It's been awhile since Thad Matta has had a defensive anchor in the middle. Failed projects like Amir Williams were preceded by offense-first players such as Jared Sullinger. With the arrival of 4-star center Daniel Giddens out of Oak Hill, that will change.
Though he is an excellent defender, don't think that Giddens is an offensive liability. There's a reason he is rated as the #10 center in the Class of 2015 by ESPN. Giddens has incredible athleticism, and can already finish with authority. But it is his defense that makes him stand out. At 6'10" and 240 pounds, Giddens is long enough that he can be an elite shot blocker and big enough that it is nearly impossible to move him off the block--let alone score on him.
Oak Hill is always close to a high school all-star team and Giddens played with a veritable who's-who of Division I prospects during his senior year. With Giddens manning the middle, the Warriors won their first 46 games before falling to Ben Simmons and Montverde in the finals of the Dick's National High School Tournament. Dwayne Bacon (Florida State), Andrew Fleming (Iowa), Terrence Phillips (Missouri), and Joshua Reaves (Penn State) all will be joining Giddens at the next level.

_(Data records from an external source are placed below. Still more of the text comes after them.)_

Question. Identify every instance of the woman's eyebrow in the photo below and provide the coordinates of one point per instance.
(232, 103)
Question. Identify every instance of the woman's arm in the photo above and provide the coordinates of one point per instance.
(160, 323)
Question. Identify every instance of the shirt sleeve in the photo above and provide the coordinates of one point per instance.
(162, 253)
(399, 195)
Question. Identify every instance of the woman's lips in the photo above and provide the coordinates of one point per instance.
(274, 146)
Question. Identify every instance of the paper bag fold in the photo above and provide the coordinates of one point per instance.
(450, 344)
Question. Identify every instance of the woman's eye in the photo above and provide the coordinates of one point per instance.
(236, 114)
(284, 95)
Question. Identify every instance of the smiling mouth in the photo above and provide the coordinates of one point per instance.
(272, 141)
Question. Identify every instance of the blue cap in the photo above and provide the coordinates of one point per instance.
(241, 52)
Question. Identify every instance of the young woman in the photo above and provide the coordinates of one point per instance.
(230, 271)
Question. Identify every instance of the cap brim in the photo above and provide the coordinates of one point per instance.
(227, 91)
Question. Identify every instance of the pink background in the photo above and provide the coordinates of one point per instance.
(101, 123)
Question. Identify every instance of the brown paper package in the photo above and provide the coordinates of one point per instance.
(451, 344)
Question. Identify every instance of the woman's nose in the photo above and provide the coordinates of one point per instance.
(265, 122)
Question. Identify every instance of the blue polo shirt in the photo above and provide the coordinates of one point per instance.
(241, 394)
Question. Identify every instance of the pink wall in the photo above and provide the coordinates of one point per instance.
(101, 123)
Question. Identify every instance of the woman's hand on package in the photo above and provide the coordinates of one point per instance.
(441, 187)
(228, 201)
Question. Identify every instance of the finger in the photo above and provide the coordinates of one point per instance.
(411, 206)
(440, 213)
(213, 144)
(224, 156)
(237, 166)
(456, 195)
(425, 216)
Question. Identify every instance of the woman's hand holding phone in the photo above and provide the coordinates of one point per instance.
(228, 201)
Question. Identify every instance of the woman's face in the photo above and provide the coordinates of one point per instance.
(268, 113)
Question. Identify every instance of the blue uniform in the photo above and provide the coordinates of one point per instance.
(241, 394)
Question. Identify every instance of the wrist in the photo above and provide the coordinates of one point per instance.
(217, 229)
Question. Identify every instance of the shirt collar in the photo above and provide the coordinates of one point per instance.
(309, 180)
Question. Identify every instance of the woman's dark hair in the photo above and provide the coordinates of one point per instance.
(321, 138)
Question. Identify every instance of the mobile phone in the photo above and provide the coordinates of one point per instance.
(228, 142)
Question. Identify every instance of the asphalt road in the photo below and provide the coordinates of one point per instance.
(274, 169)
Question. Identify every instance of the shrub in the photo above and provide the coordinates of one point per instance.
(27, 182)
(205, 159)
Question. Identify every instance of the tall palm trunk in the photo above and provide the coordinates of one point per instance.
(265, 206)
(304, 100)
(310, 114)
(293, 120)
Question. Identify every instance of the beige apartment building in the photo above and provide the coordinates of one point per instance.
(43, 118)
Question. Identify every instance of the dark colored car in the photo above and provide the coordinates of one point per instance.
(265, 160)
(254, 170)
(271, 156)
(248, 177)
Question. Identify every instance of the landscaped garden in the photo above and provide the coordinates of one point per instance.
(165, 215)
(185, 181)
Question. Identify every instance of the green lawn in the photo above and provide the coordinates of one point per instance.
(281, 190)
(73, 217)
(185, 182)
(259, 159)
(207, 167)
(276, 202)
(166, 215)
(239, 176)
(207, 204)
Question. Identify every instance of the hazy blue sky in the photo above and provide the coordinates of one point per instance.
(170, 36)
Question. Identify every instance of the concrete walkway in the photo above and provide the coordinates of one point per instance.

Prior to his season at Oak Hill, Giddens played at Wheeler (Ga.) with 5-star recruit Jaylen Brown (Cal). In his junior season he was already dominant enough to average a double-double, tallying 12 points, 10 rebounds, and four blocks per game. Giddens has international experience as well. In 2014 he played for Team USA in the FIBA U-16 Americas Championship and took home a gold medal. The Americans won all five games by an average of 53.4 points.
Why does all of this matter? Giddens has already played with and against the best players in the country, and the transition to college competition should be seamless. This is especially important since Ohio State is playing an uncharacteristically difficult non-conference schedule, including games against Kentucky, Virginia, Connecticut, Memphis, and Louisiana Tech.
How He'll Fit at Ohio State
There's a trio of centers that Matta can turn to and I'll talk more about Trevor Thompson and David Bell later in this series. Giddens should be the starter from Day One and Thompson will spell him from time to time. There won't be a lot asked of Giddens offensively (at least initially), but a frontcourt pairing of Giddens and Jae'Sean Tate can stifle teams defensively.
Giddens is still a work in progress at the offensive end. He can finish from the post and is athletic enough to throw down alley-oops (as he did countless times on feeds from Phillips at Oak Hill), but the development of a reliable 12-15 foot jumper would do wonders for Ohio State's spacing. Tate is an offensive liability outside of the paint and Matta can't afford to play Giddens and Tate simultaneously if neither can knock down a jump shot. Giddens' development over the next couple of years is crucial, and will determine whether or not he can be a star at Ohio State. I know all too well what can happen with a big man with gobs of athleticism fails to develop--you end up with Hanner Mosquera-Perea.